In the last few days, in the context of a better market, many names saw strong short squeezes. Nokia (NOK) and Research In Motion (RIMM) were particularly favored, because not only did they have heavy short interest -- 8.4% of Nokia's shares were sold short; 18.5% of RIMM's were as well -- but both also saw credible catalysts to light the squeezes.
Nokia saw such a catalyst in the seemingly welcome reception for the Nokia Lumia 920 and 920T, which reports of "out-of-stock" situations in several places, including China. RIMM saw the spark in constant news and hopes about the impending BlackBerry 10 launch.

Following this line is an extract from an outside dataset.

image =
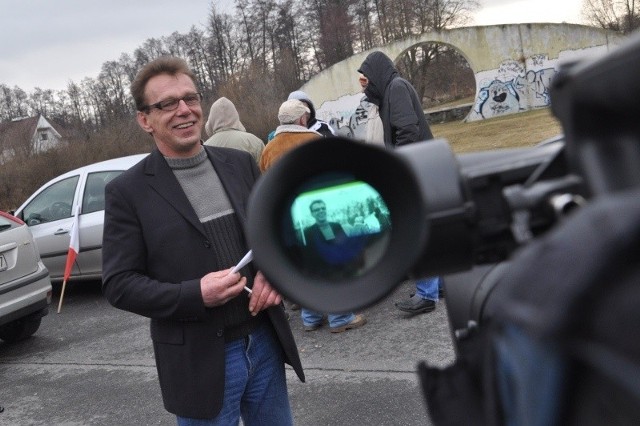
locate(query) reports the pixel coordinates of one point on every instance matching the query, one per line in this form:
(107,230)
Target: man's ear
(141,118)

So What's The Problem With Year-End?
It's rather simple. As it stands, 2012 is turning out to be a decent year for stocks. The S&P500 (SPY) is up 11.4% year-to-date, and the Nasdaq (QQQ) is up 13%. Select widely-held stocks such as Apple (AAPL) are up even more, with Apple being up 39.3% year-to-date.

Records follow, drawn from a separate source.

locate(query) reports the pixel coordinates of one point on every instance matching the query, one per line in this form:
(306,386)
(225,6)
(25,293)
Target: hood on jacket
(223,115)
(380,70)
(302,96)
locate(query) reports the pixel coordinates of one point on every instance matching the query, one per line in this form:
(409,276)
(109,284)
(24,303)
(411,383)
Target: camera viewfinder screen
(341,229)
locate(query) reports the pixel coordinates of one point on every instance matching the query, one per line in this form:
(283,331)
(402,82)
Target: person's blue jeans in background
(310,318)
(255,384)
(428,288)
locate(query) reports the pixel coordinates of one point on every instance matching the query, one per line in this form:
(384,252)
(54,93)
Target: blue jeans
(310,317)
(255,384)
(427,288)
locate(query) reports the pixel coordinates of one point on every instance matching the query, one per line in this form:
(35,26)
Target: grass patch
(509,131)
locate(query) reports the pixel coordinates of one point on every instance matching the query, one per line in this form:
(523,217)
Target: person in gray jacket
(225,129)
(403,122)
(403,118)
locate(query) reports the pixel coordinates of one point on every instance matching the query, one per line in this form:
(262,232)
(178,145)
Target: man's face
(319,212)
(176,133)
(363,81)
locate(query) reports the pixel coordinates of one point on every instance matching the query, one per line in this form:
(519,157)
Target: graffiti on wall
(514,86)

With 2012 having been quite volatile even if positive, with, for instance, Apple having traded over $700 before plunging all the way back to where it stands now (and even lower), it's quite likely that a good deal of capital gains were realized along the way.
And that brings us to the problem. In most years, tax selling is already a significant event, with investors selling some of their losers near the end of the year to offset the realized capital gains. This is also reinforced by the fact that the fiscal cliff might have led more investors to take profits during 2012 -- as opposed to 2013, where capital gains taxes might be much higher. This all means the effect could be even stronger. So widely held stocks that suffered losses during the year are bound to see more selling closer to year-end.
Such is the case with RIMM and Nokia. Although both stocks have seen a huge rebound in the last few weeks, both are still negative for the year. RIMM is still down 20.5% since 2011 year-end, and Nokia is still down 27.6% from the same time. Also, both RIMM and Nokia have fallen massively over the last few years, so it's likely that a lot of their shareholders still have large losses they might realize in these names.
Given this effect, it's probably wise to sell RIMM and Nokia into the present rallies, even if one plans on staying in the names come 2013. This can be achieved by selling between now and the end of November, and then buying back the names after a month plus one day has passed (this ensures the sale is valid for booking any existing losses).
Nokia and RIMM are two stocks that are very likely to get hit with tax selling near the end of 2012. As such, it might pay to anticipate such selling and sell into the present rally, even if one wants to stay in those two names. Then closer to 2012 year-end, the tax selling can be used to re-establish positions.